Most companies are not happy when a security pro sits down and hacks their flagship product.
Google has a different attitude when it comes to the security of its products, though. On Wednesday, the Internet giant announced -- nay, chortled -- that Sergey Glazunov, a longtime bug finder in Google's bounty program, took control of a Windows 7 system using only flaws in Google's Chrome browser.
Some companies might be embarrassed by the find. But for Google, the incident came as part of its offer to pay high prices for bugs: Under its Pwnium program, the company will pay up to $60,000 for exploits that use Chrome to compromise the underlying operating system. Glazunov, who has been paid bounties by Google for finding nearly five dozen bugs in the past, is the first to be awarded that top prize.
"This is exciting," Sundar Pichai, senior vice president in charge of Chrome and Google Apps, wrote in a blog post announcing the reward. "We launched Pwnium this year to encourage the security community to submit exploits for us to help make the Web safer. We look forward to any additional submissions to make Chrome even stronger for our users."
Paying for vulnerabilities has become less controversial since security intelligence firm iDefense started the first major plan, the Vulnerability Contributor Program, in August 2002, with the stated purpose of gaining additional intelligence on software flaws. Three years later, TippingPoint, now part of Hewlett-Packard, introduced its own program and quickly became the company to contact for researchers who wanted to turn vulnerabilities into cash. The company typically pays $2,000 to $5,000 for information about any flaws in the products used by its enterprise clients. Since its inception, the security-appliance maker has paid out more than $5.6 million, according to a recent blog post.
Yet software vendors rarely pay bounties for bugs. The Mozilla Foundation started the trend in 2004, stating it would cough up $500 for any Firefox bugs reported to the developers.

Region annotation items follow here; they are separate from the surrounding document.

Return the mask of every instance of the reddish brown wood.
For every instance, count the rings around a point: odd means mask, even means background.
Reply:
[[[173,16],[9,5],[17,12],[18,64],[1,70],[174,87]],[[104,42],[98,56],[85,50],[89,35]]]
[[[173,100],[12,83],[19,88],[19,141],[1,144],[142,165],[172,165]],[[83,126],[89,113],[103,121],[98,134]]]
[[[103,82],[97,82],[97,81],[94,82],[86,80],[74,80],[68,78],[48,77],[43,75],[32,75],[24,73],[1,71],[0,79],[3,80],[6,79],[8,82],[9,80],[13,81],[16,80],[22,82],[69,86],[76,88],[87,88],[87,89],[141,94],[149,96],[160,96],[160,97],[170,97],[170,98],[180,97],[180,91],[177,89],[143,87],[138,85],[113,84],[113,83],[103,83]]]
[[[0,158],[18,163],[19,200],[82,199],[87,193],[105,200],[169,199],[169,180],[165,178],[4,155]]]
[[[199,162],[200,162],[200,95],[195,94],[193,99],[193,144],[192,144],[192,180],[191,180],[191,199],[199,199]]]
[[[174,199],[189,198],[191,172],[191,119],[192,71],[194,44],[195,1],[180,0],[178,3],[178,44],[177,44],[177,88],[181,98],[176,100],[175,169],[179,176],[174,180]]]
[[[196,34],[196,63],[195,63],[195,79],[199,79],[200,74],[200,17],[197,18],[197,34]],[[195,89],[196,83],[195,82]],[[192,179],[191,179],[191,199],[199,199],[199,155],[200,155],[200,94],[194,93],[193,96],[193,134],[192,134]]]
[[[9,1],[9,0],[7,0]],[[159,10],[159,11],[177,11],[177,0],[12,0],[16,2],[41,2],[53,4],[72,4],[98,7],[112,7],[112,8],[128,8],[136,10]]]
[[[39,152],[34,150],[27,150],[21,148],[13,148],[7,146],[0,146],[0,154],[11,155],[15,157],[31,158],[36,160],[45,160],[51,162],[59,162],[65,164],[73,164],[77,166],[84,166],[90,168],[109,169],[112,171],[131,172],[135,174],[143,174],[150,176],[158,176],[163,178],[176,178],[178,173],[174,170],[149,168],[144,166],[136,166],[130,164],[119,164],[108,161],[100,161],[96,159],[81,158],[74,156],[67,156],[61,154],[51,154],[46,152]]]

The group, which recently raised its bounties to $3,000, has dished out more than $104,000 as of September 2011. Facebook posts rewards of $500 to $5,000 for security issues found in its Web properties, and it issued $40,000 in the first three weeks of its program in August 2011.
Google, which started its own program in January 2010, has handed out close to $400,000 to date for bugs in its Chrome browser. In November 2010, the company also started a Web vulnerability program, paying out $410,000 to more than 200 individual researchers who have submitted bugs in the company's websites.
"We have had tremendous engagement in terms of the money we've put into these programs," says Travis McCoy, a product manager for Google Chrome. "We had well over 1,000 bugs that have been reported to us under the programs."
A major standout, of course, is Microsoft. The company's current philosophy is to not pay for security issues, but rather to work with researchers to fix them. Its biggest paid security initiatives to date are its bounty for information on certain virus writers and its BlueHat Prize, which will pay $200,000 for the most promising defensive technology, provided you give the software giant a license to use it.